In each of the print heads 310, a surface of the photoreceptor 311 is charged by a roller charging system. More specifically, the charging roller 313 charges the surface of the photoreceptor 311 by applying high-voltage charging bias voltage between the charging roller 313 and the photoreceptor 311. The laser scan unit 320 irradiates, with laser light, a charged region out of the surface of the photoreceptor 311, and attenuates potential. An electrostatic latent image is thus formed on the surface of the photoreceptor 311.

In the present embodiment, the charging bias voltage is direct current bias voltage, but not limited thereto.

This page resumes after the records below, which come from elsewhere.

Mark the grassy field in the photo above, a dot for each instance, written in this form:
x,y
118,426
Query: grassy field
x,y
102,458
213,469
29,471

The developing device 314 causes the toner to adhere to the electrostatic latent image formed on the surface of the photoreceptor 311, and forms a toner image. In the present embodiment, the developing device 314 adopts the two-component development system. The developing device 314 applies developing bias voltage to the developing roller 315, and moves the toner existing on the developing roller 315 side to the photoreceptor 311 side, thereby developing the electrostatic latent image. The developing bias voltage is the bias voltage having homopolarity with the charging bias voltage.

The belt transfer roller 317 applies charge while nipping the intermediate transfer belt 305 with the photoreceptor 311, and transfers the toner image from the photoreceptor 311 onto the intermediate transfer belt 305. The cleaning blade 319 contacts the surface of the photoreceptor 311 and collects the toner remaining on the surface of the photoreceptor 311.

FIG. 4 is a block diagram illustrating a hardware configuration of the image forming device 1.

As illustrated in FIG. 4, the controller 20 includes the CPU 21, a ROM 23, a RAM 25, a HDD 27, and an interface unit 29. The controller 20 is connected to a system bus together with the operating unit 11, the printing unit 30, the scanning unit 40, and the like. With this configuration, the controller 20 and the respective units of the image forming device 1 are connected in a manner capable of exchanging signals.

The HDD 27 stores job data transmitted from the outside via the interface unit 29, image data read by the scanning unit 40, and the like. Furthermore, the HDD 27 stores setting information for the image forming device 1, a control program (program) 27 a to perform various kinds of operation in the image forming device 1, and the like. The HDD 27 can store a plurality of jobs transmitted from one client PC, a plurality of client PCs, and the like.

The interface unit 29 is formed by, for example, combining a hardware portion such as a network interface card (NIC) with a software portion to perform communication by a predetermined communication protocol. The interface unit 29 connects the image forming device 1 to an external network such as a LAN. With this configuration, the image forming device 1 can communicate with an external device such as a client PC connected to the external network. In FIG. 4, the image forming device 1 is connected to an external network connected to, for example, a PC 71 and a PC 73. The image forming device 1 can receive a print job from the

PCs

71 and 73. Furthermore, the image forming device 1 can transmit image data read by the scanning unit 40 to the PC 71, and also can transmit the same by an e-mail via a mail server or the like. Meanwhile, the interface unit 29 may also have a configuration connectable to an external network by wireless communication. Furthermore, the interface unit 29 may also be a universal serial bus (USB) interface, for example. In this case, the interface unit 29 enables communication between an external device and the image forming device 1 connected via a communication cable.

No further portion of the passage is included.